The first calculation is regarding the accuracy of the positive test results. The value we got was close to 85%, meaning that if a patient gets a positive test result, there is only an 85% chance that this result is accurate.
The second calculation, concerning the negative results, were about 10% more accurate, so if a negative result is found, there is about a 95% chance this is accurate.
The third and fourth calculations are regarding the percentage of patients that receive a positive test result actually developing the disease. For positive results, our accuracy was only about 63%, meaning that even though a big percentage of the positive results were false positives. The negative results were more accurate by about 20%, so again the negative results were more accurate than the positive.

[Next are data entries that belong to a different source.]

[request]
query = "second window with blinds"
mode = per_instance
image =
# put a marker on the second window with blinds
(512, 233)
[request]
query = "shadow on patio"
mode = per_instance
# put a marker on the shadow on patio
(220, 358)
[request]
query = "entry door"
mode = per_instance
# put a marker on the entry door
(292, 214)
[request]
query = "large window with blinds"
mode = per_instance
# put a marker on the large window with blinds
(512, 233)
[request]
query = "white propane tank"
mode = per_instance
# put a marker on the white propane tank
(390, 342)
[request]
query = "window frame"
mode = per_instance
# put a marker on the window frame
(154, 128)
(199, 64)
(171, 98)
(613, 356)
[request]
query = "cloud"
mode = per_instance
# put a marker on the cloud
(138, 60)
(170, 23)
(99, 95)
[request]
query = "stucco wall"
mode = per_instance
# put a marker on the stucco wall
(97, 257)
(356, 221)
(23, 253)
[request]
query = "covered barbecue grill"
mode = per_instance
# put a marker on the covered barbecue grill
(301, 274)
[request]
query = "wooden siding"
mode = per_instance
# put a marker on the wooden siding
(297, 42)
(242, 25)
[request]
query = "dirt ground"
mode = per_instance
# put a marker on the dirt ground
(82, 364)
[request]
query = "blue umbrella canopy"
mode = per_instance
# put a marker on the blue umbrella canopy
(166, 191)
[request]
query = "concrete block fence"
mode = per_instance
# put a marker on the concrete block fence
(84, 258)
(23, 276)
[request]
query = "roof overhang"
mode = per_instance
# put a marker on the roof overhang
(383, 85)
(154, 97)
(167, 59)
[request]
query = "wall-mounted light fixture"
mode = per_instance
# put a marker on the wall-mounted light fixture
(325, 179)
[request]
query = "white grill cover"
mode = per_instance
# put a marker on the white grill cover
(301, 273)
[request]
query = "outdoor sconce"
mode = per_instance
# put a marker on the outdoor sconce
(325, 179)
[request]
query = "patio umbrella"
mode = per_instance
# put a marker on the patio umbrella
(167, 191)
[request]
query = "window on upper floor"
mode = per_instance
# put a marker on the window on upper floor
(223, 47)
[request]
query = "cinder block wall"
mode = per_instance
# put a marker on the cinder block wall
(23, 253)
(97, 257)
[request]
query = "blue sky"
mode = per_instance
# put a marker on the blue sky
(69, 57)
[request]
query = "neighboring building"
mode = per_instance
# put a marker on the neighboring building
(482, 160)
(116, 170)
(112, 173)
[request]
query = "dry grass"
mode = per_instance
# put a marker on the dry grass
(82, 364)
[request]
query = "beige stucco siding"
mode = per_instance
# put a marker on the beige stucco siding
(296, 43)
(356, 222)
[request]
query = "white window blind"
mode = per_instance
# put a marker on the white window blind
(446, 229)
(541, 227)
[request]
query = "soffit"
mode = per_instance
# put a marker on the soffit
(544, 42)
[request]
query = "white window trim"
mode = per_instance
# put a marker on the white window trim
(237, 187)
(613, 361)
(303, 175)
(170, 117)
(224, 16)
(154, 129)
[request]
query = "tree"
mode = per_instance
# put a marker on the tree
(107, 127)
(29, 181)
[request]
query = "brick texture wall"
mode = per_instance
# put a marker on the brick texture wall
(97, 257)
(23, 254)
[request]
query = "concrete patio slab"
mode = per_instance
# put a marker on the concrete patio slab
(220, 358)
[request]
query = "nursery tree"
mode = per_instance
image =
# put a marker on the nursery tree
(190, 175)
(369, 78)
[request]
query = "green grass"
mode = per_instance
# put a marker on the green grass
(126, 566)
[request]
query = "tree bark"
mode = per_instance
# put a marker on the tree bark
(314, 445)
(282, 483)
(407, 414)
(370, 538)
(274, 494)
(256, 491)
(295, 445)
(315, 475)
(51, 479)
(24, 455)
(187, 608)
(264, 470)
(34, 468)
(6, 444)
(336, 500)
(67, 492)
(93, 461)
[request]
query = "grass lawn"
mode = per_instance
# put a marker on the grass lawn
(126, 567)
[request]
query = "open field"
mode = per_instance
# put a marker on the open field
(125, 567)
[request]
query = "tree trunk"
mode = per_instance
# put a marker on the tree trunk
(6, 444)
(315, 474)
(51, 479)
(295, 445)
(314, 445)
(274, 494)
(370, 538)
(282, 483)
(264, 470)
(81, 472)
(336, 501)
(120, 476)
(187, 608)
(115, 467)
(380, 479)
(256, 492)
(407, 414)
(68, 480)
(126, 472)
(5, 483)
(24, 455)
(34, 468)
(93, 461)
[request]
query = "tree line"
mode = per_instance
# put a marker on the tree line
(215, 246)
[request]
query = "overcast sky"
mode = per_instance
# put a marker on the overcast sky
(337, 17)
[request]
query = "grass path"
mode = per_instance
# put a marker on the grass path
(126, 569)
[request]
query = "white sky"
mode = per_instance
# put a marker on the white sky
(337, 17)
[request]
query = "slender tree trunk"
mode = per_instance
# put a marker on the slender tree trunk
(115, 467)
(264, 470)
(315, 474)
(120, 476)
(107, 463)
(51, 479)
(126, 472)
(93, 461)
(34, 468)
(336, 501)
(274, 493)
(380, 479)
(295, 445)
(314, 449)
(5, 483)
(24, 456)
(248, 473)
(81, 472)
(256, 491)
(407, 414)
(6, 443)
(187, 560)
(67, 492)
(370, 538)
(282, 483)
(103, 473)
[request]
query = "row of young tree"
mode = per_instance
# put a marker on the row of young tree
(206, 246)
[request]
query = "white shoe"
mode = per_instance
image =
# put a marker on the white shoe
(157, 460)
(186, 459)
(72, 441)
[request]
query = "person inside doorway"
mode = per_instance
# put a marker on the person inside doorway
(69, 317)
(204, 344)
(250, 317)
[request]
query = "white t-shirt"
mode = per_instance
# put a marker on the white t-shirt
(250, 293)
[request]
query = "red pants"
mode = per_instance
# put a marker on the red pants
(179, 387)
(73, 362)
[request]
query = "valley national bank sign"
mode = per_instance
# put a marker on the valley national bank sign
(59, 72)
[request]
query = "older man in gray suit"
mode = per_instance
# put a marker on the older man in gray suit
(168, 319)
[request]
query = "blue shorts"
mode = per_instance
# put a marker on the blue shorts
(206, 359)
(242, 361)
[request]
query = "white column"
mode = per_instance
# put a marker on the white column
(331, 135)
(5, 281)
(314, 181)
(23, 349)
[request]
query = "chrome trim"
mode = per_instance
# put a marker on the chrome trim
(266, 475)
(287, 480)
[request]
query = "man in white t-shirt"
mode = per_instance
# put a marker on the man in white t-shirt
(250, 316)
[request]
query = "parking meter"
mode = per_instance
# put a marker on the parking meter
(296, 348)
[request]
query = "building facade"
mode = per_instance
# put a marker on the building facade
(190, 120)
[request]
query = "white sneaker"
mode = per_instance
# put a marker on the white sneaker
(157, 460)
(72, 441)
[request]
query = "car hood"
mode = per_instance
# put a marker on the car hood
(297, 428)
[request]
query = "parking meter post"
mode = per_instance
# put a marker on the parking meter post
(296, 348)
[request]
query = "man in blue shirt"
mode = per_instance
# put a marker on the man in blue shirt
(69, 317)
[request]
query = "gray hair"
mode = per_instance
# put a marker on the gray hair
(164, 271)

Intro to Computer-Aided Design
Feature 1: Consumables
Upon examining the consumables aspect of the PCR process there were a few things that could have been done differently. There was a lot of waste with the micro pipette tips. If the tips of the micro pipette tips were biodegradable then the waste aspect here could be resolved. Also resolving the issue the tubes containing reagents and the cuvettes are two different things. If there was a heat resistant cuvette this could be used for the entire process of PCR instead of over using materials.
Feature 2: Hardware - PCR Machine & Fluorimeter
For the fluorimeter, we will be using the Specphone design, which keeps everything in place and allows for a light to be shined through the sample material and into the phone's camera lens. This will take the place of the stand-and-box design that we used last time to keep light out and hold the camera in place.